Reluctantly remembered: the strange historical odyssey of the Führerbunker.
The remains of the concrete tomb where Hitler blew his brains out are a fascinating but uncomfortable artifact of history.
Eighty years ago today, on January 16, 1945, Adolf Hitler moved into what would prove to be his final residence and headquarters, the “Führerbunker” under the Chancellery Garden in Berlin. This is where he would eventually shoot himself on April 30, in the final days of World War II in Europe. This article is not the story of what happened there. That story has been told and retold many times. This is about the Führerbunker itself, what happened to it after the war and its curious place in history.

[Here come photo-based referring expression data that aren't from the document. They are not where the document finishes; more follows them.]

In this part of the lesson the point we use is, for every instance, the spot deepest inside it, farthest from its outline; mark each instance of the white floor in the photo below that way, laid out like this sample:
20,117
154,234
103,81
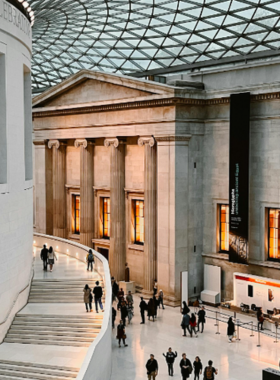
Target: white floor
241,360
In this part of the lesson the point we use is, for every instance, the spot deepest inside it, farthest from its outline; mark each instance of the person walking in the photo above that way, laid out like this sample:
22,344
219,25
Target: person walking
44,257
201,319
260,318
160,299
152,367
230,330
210,371
90,260
186,367
193,325
170,358
88,298
51,257
197,365
143,307
186,324
121,335
98,293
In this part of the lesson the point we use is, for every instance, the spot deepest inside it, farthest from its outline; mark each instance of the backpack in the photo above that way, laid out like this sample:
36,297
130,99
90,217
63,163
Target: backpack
208,373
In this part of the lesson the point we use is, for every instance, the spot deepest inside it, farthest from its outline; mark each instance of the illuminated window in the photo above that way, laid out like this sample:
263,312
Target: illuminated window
76,203
224,228
274,234
139,222
106,218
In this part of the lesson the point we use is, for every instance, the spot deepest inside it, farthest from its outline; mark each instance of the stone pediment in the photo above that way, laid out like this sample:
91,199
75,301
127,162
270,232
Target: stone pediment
91,86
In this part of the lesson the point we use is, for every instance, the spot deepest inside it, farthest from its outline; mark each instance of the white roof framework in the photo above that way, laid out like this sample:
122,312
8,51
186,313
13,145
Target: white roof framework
130,36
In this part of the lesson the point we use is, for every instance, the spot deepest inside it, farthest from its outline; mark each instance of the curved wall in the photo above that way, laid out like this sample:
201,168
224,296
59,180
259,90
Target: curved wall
16,187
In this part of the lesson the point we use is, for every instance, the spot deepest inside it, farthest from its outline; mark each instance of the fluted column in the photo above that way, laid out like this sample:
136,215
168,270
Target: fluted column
59,194
86,191
150,183
117,183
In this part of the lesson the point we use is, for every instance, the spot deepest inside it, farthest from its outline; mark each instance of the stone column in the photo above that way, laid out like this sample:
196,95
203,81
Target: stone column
86,191
117,254
59,193
150,185
172,208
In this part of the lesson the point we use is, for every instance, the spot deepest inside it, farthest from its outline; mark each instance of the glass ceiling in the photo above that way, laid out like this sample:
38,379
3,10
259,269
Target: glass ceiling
128,36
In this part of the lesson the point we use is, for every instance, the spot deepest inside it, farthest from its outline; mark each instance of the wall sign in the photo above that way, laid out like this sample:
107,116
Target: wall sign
239,177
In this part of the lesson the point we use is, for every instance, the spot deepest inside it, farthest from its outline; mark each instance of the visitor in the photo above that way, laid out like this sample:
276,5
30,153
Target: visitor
87,298
170,358
130,312
90,260
260,318
152,367
98,293
121,336
185,324
160,299
197,365
185,309
51,257
151,309
193,325
201,319
44,257
186,367
230,330
114,314
143,307
210,371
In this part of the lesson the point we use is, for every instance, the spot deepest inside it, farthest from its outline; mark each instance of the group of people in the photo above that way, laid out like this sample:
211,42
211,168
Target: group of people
48,257
185,365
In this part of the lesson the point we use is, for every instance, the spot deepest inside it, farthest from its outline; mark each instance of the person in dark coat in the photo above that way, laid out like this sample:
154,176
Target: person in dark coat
44,257
143,307
170,358
151,309
201,318
186,367
231,329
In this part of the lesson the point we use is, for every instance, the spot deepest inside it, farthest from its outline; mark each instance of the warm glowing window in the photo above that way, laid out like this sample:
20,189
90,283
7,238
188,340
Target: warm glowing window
106,218
224,228
139,222
76,201
274,234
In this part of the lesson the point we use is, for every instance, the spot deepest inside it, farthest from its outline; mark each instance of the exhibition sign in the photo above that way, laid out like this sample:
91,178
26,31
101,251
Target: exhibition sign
239,177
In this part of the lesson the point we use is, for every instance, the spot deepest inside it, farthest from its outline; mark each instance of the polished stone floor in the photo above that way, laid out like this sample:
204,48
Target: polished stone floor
241,360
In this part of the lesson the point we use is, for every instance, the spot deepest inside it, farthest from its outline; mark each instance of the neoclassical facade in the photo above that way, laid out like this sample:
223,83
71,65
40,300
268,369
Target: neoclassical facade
139,171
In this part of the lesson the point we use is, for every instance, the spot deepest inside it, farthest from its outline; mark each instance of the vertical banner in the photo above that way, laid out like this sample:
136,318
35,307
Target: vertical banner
239,147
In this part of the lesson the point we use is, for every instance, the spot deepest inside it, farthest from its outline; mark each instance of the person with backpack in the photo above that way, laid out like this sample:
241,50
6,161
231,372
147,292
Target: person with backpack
170,358
186,367
90,260
210,371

Of all the places where World War II was fought—Omaha Beach, Pearl Harbor, Mt. Suribachi, El Alamein, Hiroshima—the Führerbunker seems to have perhaps the most fascination for people, with the possible exception of sites more directly related to the Holocaust. The story of the last days of the Third Reich, where the bunker is the main setting (if not a character in its own right), has been chronicled in many books and portrayed in numerous movies, not just the 2004 German film Downfall but also movies made in 1981 (The Bunker) and 1973 (Hitler: The Last Ten Days). Wikipedia has a whole category titled “Final Occupants of the Führerhbunker by Date of Departure.” Yet the bunker itself, as a physical space and a historical artifact, has been almost forgotten, and remembered only reluctantly in this century.